Still waiting to hear something. Understandably frustrated, impatient, and wondering why on earth it is taking so long. I love my doctor--told you all about her before--and trust her. She is a good pediatrician, very thorough and on top of things. Thankfully during a tense time I feel completely comfortable talking to her. I do appreciate the prayers for Charlie to feel better. I think she is in fact getting better, which is very encouraging. At this point I'm hoping to hear first thing in the morning, when Dr. Fowers gets to work. Thinking maybe she caught the vomiting virus or something like that, which would explain why she never called. No I don't mean that. No one wishes the vomiting virus on someone they LIKE. In all of the confusion and concern about Charlie it just hit me that our sonogram is in the morning. Have total peace about it now. Strange how God gives you a roundabout answer to something--but He always answers. :) 

Pray for Charlie

**Update: We don't know anything new--the Doctor hasn't called, so we're frustrated but we're hoping no news is good news. The on-call Dr. said to give her the antibiotics we were given yesterday and keep Motrin in her. Her fever has only been up once today and she seems more like herself...minus sleep. She hasn't slept more than an hour all day. I'll update when we hear. Thanks for praying!

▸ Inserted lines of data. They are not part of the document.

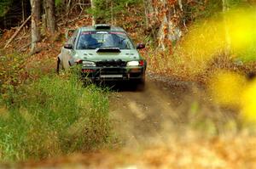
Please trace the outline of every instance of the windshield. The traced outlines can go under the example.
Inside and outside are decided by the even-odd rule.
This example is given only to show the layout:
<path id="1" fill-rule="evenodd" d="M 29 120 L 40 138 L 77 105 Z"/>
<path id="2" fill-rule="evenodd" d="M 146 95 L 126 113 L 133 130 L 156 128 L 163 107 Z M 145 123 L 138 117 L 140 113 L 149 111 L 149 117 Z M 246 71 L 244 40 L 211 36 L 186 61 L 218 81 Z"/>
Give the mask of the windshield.
<path id="1" fill-rule="evenodd" d="M 80 34 L 77 49 L 96 49 L 99 48 L 131 49 L 133 45 L 124 32 L 84 31 Z"/>

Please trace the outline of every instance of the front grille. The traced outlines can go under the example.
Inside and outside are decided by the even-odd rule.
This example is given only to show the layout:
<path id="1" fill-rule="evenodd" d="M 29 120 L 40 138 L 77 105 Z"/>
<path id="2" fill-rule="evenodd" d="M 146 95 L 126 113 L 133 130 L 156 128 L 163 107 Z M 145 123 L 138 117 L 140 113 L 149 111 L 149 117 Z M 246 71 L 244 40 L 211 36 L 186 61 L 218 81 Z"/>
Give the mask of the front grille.
<path id="1" fill-rule="evenodd" d="M 113 66 L 119 66 L 119 67 L 125 67 L 126 66 L 126 62 L 121 60 L 121 59 L 111 59 L 111 60 L 102 60 L 96 63 L 96 66 L 98 67 L 113 67 Z"/>
<path id="2" fill-rule="evenodd" d="M 101 74 L 108 75 L 108 74 L 124 74 L 125 73 L 125 69 L 121 68 L 103 68 L 100 70 Z"/>

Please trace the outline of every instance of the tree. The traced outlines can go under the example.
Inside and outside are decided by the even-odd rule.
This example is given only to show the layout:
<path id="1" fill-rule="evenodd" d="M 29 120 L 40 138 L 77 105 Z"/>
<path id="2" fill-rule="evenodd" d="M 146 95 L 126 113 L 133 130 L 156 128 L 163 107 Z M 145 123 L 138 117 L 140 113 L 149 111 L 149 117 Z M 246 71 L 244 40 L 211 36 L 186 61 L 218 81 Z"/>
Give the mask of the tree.
<path id="1" fill-rule="evenodd" d="M 0 2 L 0 17 L 5 15 L 5 14 L 9 11 L 12 0 L 1 0 Z"/>
<path id="2" fill-rule="evenodd" d="M 44 0 L 44 3 L 46 15 L 46 27 L 51 34 L 54 34 L 56 29 L 55 0 Z"/>
<path id="3" fill-rule="evenodd" d="M 37 42 L 40 41 L 40 0 L 30 0 L 32 7 L 32 44 L 31 44 L 31 53 L 34 54 L 37 51 Z"/>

Can I ask you to pray for my little girl? After battling a cold for a month I took her back to the doctor yesterday. She had a high fever the day before and in an attempt to get an antibiotic (finally!) we went in. Her doctor listened to her, looked at her, and then decided that since she was clearly very sick but we couldn't tell why, to do some more tests. She drew blood, did a flu test, and a chest x-ray. Her first thought was that it was pneumonia. The x-ray was clear. Flu test was negative. Ears and throat were fine. She wrote me an antibiotic and sent us home. Two hours later the doctor called me. She said to come back to the office right away to do more blood work. Charlie's white blood cell count was through the roof. Dr. Fowers said normal infection counts range between 8,000 and 16,000 and Charlie's was 37,000. You can imagine how scary it was and is. Please pray that whatever it is we know soon so we can help her. I called a babysitter first, hoping to be able to leave Ty to finish his nap instead of taking on what it would be like if that couldn't happen. Thankfully she got there in ten minutes so I could leave. While we were at the office, they drew more blood, got a urine sample, and gave Charlie two mega antibiotic shots. She started feeling better yesterday and then did better last night. My parents and sister turned around from their trip to see my brother to come help us. Sean got home from his trip last night. Mom, Dad, and Emmy met me at the doctor's office and Mom slept in Charlie's room last night to watch her. In the midst of something unknown and scary, once again my "village" has helped more than I can say. Dr. Fowers said she would call me with the new results today. If the numbers show something that an at-home antibiotic won't help, she will admit Charlie to Children's. Thankfully there is a branch in Plano, just ten minutes from our house. Of  course we're hoping we won't have to do that but if that's what it takes we'll happily do it. God has always been good and we're certainly not expecting Him to change so we have great peace that He is watching over Charlie and loves her more than we do. But we do love her and it's hard to watch her poked, prodded, and scared. An IV? Lord help us. Thanks for praying! I'll update or have someone else do it as soon as we know anything.